The thing that really jumped out at me at The Vacationers right away was how laugh-out-loud funny it is. Your past work has been wry and observant and sometimes cutting, but not usually as overtly comic. Was this shift in tone intentional or do you feel like it’s just what’s happened to your writer’s voice as it’s ripened?

Thank you, my darling. I love the idea that I’ve ripened. Do I seem ripe to you? I feel like I’m still a few days pre-ripe. Like, starting to soften but not quite there. I did very much want the book to be funny. I think humor is overlooked and undervalued in novels. Where would we be without it? Have you read much Meg Wolitzer? She is hilarious. That’s what I’m going for. Hilarious and true.

I went to your recent book launch at BookCourt in Brooklyn and you mentioned that you have reams and reams of backstory on all the Posts. For those of us who love Franny and Jim and the rest of the clan will you give us a little nugget of what we’re missing? What’s the most surprising thing we don’t know? 

Well, I did kill Franny off in one story. Ha! It was so beautiful. I wept. We’ll see if that ever sees the light of day.

I know you have a baby boy and a busy book tour, but are you ready to talk about what’s up next for you?

Ha! If you know, please tell me.
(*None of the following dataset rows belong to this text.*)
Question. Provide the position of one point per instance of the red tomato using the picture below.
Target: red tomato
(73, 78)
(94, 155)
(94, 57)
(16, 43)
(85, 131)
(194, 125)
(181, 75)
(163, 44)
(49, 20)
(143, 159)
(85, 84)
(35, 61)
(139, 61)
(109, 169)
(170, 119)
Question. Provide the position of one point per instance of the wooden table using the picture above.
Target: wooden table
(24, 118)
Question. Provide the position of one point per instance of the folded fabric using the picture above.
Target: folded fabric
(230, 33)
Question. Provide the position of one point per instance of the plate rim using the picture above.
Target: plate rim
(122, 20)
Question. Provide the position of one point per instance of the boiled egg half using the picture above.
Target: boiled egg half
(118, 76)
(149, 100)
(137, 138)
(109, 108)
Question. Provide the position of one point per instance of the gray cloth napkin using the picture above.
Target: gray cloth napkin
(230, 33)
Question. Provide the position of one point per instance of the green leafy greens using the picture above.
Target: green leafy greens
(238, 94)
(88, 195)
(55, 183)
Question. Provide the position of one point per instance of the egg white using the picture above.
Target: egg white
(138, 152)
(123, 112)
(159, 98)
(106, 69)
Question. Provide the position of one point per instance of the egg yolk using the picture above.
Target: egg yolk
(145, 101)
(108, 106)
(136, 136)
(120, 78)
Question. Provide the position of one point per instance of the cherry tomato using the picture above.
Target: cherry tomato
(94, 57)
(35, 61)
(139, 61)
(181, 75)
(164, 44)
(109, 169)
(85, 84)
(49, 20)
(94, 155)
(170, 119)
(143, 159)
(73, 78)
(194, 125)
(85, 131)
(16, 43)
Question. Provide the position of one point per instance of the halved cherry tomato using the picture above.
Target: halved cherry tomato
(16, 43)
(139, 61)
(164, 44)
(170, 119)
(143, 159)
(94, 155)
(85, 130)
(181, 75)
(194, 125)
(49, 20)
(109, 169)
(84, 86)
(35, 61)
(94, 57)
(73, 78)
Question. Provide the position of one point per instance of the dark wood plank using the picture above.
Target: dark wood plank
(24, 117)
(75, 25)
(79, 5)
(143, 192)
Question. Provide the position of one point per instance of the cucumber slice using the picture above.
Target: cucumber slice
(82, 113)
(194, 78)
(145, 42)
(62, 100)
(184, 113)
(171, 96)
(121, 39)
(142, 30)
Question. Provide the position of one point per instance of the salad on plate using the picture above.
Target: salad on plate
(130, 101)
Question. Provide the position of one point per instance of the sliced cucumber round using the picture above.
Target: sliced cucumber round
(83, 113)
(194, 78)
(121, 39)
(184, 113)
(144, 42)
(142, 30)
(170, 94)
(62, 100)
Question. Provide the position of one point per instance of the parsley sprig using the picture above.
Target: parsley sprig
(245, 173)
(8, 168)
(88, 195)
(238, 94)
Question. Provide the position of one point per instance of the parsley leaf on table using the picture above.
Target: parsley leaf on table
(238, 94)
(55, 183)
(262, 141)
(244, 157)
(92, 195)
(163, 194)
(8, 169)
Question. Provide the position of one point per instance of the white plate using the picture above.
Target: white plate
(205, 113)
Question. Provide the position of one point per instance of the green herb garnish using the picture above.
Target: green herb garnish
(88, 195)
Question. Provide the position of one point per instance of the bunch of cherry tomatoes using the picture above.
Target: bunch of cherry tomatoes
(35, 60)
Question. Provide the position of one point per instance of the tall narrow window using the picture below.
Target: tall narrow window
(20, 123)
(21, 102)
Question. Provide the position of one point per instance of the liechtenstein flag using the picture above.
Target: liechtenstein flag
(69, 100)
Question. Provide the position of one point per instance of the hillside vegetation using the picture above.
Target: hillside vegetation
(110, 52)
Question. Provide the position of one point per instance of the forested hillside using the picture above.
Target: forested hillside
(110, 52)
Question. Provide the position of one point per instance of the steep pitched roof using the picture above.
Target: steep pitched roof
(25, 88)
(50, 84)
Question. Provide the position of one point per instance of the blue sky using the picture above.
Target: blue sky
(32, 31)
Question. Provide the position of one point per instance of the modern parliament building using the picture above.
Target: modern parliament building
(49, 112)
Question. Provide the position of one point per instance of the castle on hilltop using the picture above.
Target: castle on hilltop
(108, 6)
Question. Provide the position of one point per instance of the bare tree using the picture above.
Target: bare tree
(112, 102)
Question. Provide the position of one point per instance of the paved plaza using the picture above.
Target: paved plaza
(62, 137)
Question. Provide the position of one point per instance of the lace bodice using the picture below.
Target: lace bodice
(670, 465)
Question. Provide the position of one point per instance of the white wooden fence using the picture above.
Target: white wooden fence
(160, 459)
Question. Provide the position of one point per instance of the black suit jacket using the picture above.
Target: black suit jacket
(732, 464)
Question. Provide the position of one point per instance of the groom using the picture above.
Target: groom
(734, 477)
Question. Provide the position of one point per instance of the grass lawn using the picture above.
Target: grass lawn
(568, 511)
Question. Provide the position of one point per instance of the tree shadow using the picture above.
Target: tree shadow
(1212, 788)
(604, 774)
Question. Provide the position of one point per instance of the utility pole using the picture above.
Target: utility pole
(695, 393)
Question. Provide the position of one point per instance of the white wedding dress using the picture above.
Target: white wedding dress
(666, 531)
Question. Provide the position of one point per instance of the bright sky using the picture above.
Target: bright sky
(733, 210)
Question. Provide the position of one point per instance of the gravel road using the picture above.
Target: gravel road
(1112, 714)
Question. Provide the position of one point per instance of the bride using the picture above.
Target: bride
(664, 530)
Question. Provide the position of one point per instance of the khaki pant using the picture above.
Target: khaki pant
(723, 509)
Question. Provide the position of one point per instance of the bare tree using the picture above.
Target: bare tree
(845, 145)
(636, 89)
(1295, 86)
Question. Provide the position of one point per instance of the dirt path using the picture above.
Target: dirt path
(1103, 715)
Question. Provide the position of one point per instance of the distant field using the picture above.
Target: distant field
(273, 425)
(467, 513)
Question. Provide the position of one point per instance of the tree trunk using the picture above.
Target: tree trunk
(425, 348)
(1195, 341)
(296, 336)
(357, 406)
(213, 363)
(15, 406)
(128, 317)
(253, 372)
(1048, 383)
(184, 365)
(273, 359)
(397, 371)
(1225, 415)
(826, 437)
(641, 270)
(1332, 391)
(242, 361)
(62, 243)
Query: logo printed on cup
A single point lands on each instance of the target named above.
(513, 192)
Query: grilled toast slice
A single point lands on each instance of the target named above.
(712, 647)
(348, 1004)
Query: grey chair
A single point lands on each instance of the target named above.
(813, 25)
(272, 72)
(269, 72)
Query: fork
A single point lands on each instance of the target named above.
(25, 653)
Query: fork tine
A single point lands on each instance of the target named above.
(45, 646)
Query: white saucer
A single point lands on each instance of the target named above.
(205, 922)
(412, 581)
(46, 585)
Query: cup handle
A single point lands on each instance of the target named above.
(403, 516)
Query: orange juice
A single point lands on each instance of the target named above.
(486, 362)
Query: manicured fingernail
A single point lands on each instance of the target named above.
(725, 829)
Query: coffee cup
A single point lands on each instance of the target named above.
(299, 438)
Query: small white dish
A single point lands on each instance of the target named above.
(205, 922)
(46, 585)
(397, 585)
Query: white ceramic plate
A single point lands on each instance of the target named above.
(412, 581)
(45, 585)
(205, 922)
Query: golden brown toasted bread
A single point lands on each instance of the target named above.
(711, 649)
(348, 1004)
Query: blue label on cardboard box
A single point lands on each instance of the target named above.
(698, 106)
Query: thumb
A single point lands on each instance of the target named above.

I will have childcare starting in July, when the baby will be 11 months, and I plan to start writing then. A new novel. About something. With some people in it.

You’re a former bookseller and a big champion of other writers’ work. Who are a few people whose books you feel deserve more attention than they’re getting at the moment?

Ooh, I love this question. My friend Edan Lepucki’s debut novel California comes out soon, and just got a giant fucking shoutout on The Colbert Report because she’s published by Hachette and Colbert is trying to slay the beast. Ditto Megan Abbott, whose new novel The Fever I cannot WAIT to read. I also have Ted Thompson’s book, The Land of Steady Habits, on my to-read stack, and Maggie Shipstead’s latest, Astonish Me. My reading pace has slowed enormously since having the baby, so now I really choose carefully. It’s so much fun to read a book, isn’t it?